First off, I would have to say that the single most important thing to remember as a critic, and as a reader of a story, is that your dislike of a story for any reason aside from grammatical and spelling issues is your fault, not the author’s. And even the grammatical and spelling issues cannot be laid fully at the feet of the author as authors are, after all, only human, as are their editors and proofreaders, and no amount of spell checks and all the editors in the world will ever catch 100% of grammatical and spelling errors.  So, if you do not like a story, it is neither a reflection of the author’s ability to write nor their ability to be a good story teller. The dislike of the story rests solely on the reader.  Unless you come across 300 pages of text-speak,  a never-ending wall of text, or something that looks like it was typed by a five-year-old and no one even gave it so much as a courtesy proof-read, anything else (writing style, storyline, genre, etc) that you say about a story is your opinion and as such has absolutely no merit and should never be used as a basis for a critique.

With this thought in mind, allow me to expand.  When it comes to critiques, do not second-guess an author or assume that you know where a story is going. You are not the author; you do not know what drives the characters, the storyline, or the author’s reasoning behind events.  It is insulting and disrespectful to assume you know more about the storyline than the author.  As I have said so many times before, do not assume that you know how to write another person’s storyline better than the originator of that storyline.

Do not question an author’s writing style.  I have said this so many times on so many blogs and articles that it is getting redundant, yet I am still getting ‘critiques’ on my writing style.  An author’s style is their trademark; it is what sets them apart from all the tens of thousands of other authors on this planet.  If you are going to critique an author’s style, the heart of what makes an author unique, then stop. Don’t bother wasting your time because the last thing an author is going to do, is willing to do, or should ever be asked to do is change that part of them that makes them their own unique writer.  If you don’t ‘get’ an author’s style or do not like it, then either deal with it or don’t read it, but don’t criticize it.

Also, do not assume that you have the right as a reader to demand changes to an author’s storyline or their style. You can make suggestions, but since it is the author’s creation and their copyrights that we are being given privy to, it is ultimately their choice as to the style and storyline of the work at hand.  Again, just because you think it would have been better if the storyline had went in another direction does not give you the right to demand that an author change it, or even bring the suggestion up.  Again, this goes back to assuming that you know what an author is thinking or where they intend to go with a storyline.  For all you know, some insignificant character or point in a storyline could be picked up ten novels down the road.  So stop assuming and just go with it, or don’t read it, but don’t bring it up.

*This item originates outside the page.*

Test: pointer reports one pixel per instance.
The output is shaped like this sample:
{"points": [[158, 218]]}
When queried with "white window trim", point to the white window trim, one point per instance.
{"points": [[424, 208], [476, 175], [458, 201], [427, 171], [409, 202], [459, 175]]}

And perhaps the most important rule in providing critiques is to always, always keep in mind that there is an actual person behind these stories and novels.  The authors have created something special to them, put down a piece of themselves, and are allowing us the privilege to take part in something very close to their hearts.  To criticize their work, even when you are trying to help them, is to criticize the person behind the work.  Always think of how it would make you feel to hear your critique regarding something that you spent so much time on. Authors are not faceless entities or some pseudonym printed on the cover of a story; we are living, breathing human beings with real emotions. To trash an author’s work is to trash the author, and last time I checked, if this happened in the real world, chances are it would result in black eyes, broken noses, and a restraining order.